Voortgezet algemeen volwassenenonderwijs (vavo)
Vavo is één vorm van voortgezet onderwijs voor volwassenen. Het wordt gegeven aan avondscholen of dag-/avondscholen. Dag-/avondscholen is onderwijs dat volgens de wet avondonderwijs is, maar dat overdag gegeven wordt. In augustus 1997 is het vavo opgegaan in de opleidingsniveaus van het nieuwe beroepsonderwijs.
Voortgezet onderwijs (vo)
Vo omvat onderwijs dat wordt gegeven na het basisonderwijs en het speciaal onderwijs, voor leerlingen vanaf 12 jaar. Het bestaat uit het vwo, het havo, het mavo en het vbo. Vbo en mavo duren vier jaar, havo vijf jaar en vwo zes jaar.
Voortijdig schoolverlater
Jongeren tot 23 jaar die geen onderwijs volgen en die geen startkwalificatie hebben. Een startkwalificatie is ten minste het diploma niveau 2 van het mbo of het diploma havo.
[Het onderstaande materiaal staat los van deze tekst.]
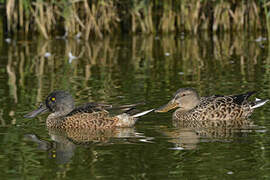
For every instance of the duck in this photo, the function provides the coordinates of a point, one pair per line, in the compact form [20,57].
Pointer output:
[213,111]
[65,115]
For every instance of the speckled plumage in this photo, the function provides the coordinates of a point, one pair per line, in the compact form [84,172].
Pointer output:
[213,111]
[64,114]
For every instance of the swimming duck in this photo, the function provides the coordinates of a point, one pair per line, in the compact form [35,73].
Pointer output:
[64,114]
[216,110]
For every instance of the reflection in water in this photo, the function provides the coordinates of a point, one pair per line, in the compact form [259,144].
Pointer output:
[64,142]
[187,138]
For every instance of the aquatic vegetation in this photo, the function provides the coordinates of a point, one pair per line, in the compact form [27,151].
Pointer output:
[99,17]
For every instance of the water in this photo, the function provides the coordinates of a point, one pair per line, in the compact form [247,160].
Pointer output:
[124,70]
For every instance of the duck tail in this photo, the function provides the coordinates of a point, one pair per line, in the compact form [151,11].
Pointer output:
[258,103]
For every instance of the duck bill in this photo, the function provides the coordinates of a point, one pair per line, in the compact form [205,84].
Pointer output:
[42,108]
[167,107]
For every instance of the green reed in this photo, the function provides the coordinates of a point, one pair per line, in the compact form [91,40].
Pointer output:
[96,18]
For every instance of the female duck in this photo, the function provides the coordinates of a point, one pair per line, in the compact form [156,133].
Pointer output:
[216,110]
[64,114]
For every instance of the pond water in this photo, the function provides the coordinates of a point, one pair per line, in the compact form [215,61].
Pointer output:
[131,69]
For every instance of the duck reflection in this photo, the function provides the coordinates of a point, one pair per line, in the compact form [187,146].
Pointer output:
[64,142]
[188,138]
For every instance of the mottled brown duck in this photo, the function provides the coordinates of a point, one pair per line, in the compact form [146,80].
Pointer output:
[212,111]
[64,114]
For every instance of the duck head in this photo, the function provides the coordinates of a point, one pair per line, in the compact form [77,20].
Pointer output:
[58,102]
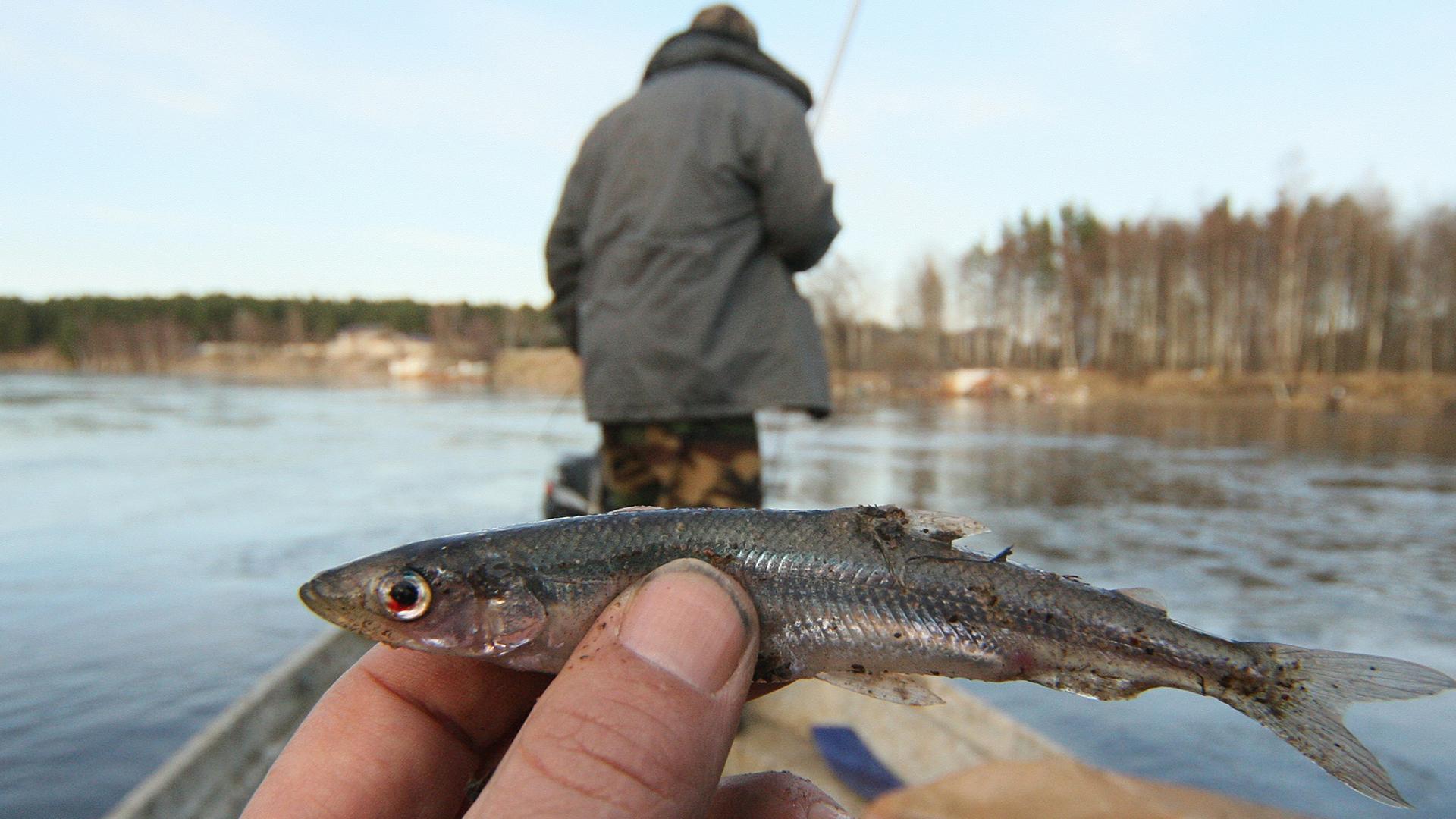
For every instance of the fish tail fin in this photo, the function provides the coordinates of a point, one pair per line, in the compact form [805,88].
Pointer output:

Wetenschappelijk onderwijs (wo)
De bacheloropleidingen in het wo duren drie jaar. De meeste masteropleidingen zijn 1 jaar maar er bestaan ook 2-jarige onderzoekmasters en de studie geneeskunde heeft een 3-jarige master. Het wo is bestemd voor studenten vanaf ongeveer 18 jaar, en wordt gegeven aan 13 universiteiten. Het wo omvat zowel diepgaande theoretische studies als specialistische training voor beroepen. Toelating tot het wo is mogelijk na het vwo en het hbo. Het hbo en het wo vormen samen het ho.
Zeer moeilijk lerende kinderen (zmlk)
Onderwijs voor zmlk is een vorm van speciaal onderwijs. Het onderwijs is afgestemd op de specifieke moeilijkheden die kinderen ondervinden bij het volgen van onderwijs.
Zeer moeilijk opvoedbare kinderen (zmok)
Onderwijs voor zmok is een vorm van speciaal onderwijs. Het onderwijs is afgestemd op de specifieke moeilijkheden die kinderen ondervinden bij het volgen van onderwijs.
Zorg Advies Teams (zat’s)
(Een aantal) zat’s in het po, vo en bve ontvangen middelen voor casemanagement en deskundigheidsbevordering zodat problemen van kinderen worden gesignaleerd door professionals en snel een passend sluitend hulpaanbod wordt georganiseerd.